BULAWAYO – The MDC Alliance on Sunday suspended the chairperson of its women’s wing in Bulawayo province while it investigates claims that she is spying for the Central Intelligence Organisation (CIO).

The move follows a July 30 incident when student activist Tawanda Muchehiwa was abducted by state security agents while in Masotsha’s company and tortured for three days.

Suspicions are that she gave the operatives their location, which she denies.

MDC Alliance spokesperson Fadzayi Mahere said Masotsha was facing “very serious allegations.”

“The outcome of the investigation will be communicated publicly and expeditiously once the investigations and internal processes are complete in accordance with due process,” Mahere said in a statement.

Mahere apologised for the “perceived delay in communicating on this matter”, insisting that the MDC Alliance was keen to avoid “revictimising our member.”

Masotsha and Muchehiwa, the nephew of ZimLive editor Mduduzi Mathuthu, were sitting in a BMW on July 30, the eve of planned anti-government protests, when the vehicle was surrounded by over a dozen state agents driving in at least five vehicles.

Muchehiwa was bundled into an Isuzu truck and later transferred into a Ford Ranger. He was blindfolded and driven to a location where he was tortured for three days, accused of a plot to unseat President Emmerson Mnangagwa.

Masotsha was taken to the main police station in Bulawayo with two other nephews of Mathuthu, but she was freed without charge while one of the journalist’s nephews Advent Mathuthu was charged with incitement of violence over flyers which prosecutors say were found in the vehicle.
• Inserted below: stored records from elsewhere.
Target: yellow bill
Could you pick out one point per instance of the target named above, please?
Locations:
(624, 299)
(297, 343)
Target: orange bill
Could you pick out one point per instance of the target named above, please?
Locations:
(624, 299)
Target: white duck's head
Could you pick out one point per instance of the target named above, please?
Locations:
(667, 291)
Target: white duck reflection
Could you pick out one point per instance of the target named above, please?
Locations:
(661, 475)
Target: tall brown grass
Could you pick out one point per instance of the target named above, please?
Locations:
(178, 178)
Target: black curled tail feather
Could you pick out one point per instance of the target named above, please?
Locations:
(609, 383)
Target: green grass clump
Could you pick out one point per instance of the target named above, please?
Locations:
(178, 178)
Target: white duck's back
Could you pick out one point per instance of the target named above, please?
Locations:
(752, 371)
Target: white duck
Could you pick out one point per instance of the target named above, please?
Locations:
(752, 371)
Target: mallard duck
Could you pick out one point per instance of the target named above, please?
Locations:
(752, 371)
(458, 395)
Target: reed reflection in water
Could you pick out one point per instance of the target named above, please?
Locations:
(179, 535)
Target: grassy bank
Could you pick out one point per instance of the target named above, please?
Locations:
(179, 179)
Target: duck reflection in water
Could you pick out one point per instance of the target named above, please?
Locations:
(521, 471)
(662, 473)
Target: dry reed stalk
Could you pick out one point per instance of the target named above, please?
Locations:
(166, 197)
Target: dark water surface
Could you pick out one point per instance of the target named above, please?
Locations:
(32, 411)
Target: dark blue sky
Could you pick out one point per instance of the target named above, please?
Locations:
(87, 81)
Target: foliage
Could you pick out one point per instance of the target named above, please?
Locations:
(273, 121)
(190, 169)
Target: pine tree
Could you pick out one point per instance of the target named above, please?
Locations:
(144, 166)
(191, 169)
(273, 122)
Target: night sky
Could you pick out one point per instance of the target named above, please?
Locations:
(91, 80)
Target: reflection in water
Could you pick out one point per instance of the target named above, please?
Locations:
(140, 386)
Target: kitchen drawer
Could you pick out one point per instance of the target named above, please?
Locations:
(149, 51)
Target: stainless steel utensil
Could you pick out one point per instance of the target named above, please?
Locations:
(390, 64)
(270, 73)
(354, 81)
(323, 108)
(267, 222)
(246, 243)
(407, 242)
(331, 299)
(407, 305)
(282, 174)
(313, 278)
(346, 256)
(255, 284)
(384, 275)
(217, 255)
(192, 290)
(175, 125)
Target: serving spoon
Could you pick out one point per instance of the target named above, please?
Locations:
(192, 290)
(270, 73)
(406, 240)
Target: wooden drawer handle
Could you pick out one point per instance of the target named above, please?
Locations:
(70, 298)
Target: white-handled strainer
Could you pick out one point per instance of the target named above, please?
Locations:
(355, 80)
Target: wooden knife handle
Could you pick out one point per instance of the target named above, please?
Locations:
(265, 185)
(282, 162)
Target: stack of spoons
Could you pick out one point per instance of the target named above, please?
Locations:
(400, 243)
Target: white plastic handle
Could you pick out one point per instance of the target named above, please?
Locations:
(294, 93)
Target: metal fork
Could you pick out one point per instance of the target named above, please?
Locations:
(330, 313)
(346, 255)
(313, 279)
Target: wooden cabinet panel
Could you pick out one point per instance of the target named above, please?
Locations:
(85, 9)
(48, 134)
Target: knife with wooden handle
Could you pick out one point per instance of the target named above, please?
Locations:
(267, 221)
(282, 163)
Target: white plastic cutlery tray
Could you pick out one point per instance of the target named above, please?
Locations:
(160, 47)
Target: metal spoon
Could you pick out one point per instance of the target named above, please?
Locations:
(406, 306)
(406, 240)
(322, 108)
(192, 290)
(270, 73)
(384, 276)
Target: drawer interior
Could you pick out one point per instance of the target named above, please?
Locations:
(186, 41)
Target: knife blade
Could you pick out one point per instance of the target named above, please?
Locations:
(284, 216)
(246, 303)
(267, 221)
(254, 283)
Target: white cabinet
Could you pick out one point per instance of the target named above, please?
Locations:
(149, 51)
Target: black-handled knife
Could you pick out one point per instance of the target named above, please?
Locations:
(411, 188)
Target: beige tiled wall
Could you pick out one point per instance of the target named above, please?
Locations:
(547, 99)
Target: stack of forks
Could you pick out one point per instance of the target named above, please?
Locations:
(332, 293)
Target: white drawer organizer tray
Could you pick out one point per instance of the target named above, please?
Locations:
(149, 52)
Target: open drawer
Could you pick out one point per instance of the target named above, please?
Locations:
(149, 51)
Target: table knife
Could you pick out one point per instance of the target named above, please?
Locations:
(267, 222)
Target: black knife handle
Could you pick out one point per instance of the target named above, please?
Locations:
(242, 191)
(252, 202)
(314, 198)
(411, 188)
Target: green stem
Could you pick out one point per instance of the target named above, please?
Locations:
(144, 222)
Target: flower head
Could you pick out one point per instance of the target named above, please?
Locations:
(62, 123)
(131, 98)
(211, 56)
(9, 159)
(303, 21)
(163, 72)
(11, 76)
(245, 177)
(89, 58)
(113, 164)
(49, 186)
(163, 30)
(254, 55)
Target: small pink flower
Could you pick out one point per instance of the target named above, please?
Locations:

The flyers allegedly read ‘Zanu PF Must Go’, with several demands including that ‘Mr Mnangagwa and his Cabinet must resign’, ‘The military must not interfere with politics’, ‘National Transitional Authority government’, ‘All captured institutions must be rebuilt’ and ‘We will not leave the streets until Zanu PF is gone.’

The lack of charges for Masotsha, who reportedly brought the flyers into the vehicle, has given rise to suspicions that she was an informer for the state agents.

Masotsha on Saturday told ZimLive that she was being unfairly targeted.

She said: “When the police pretended to release me, the moment I stepped outside the police station there were armed men waiting for me.

“They bundled me into a Toyota Quantum and drove me into the bush where they beat me black and blue. They dropped me off near my house at Four Winds at around 4AM, and I could barely walk.”

She said she had filed a police report about her abduction and had also been seen by a doctor.

Rights groups have accused President Mnangagwa of launching an “unprecedented crackdown” on dissent which has seen dozens of his critics arrested in recent weeks.

Jacob Ngarivhume, the organiser of the July 31 protests which were foiled by security forces who shut down the country citing Covid-19 restrictions, has spent over a month in prison with the journalist Hopewell Chin’ono accused of incitement of public violence.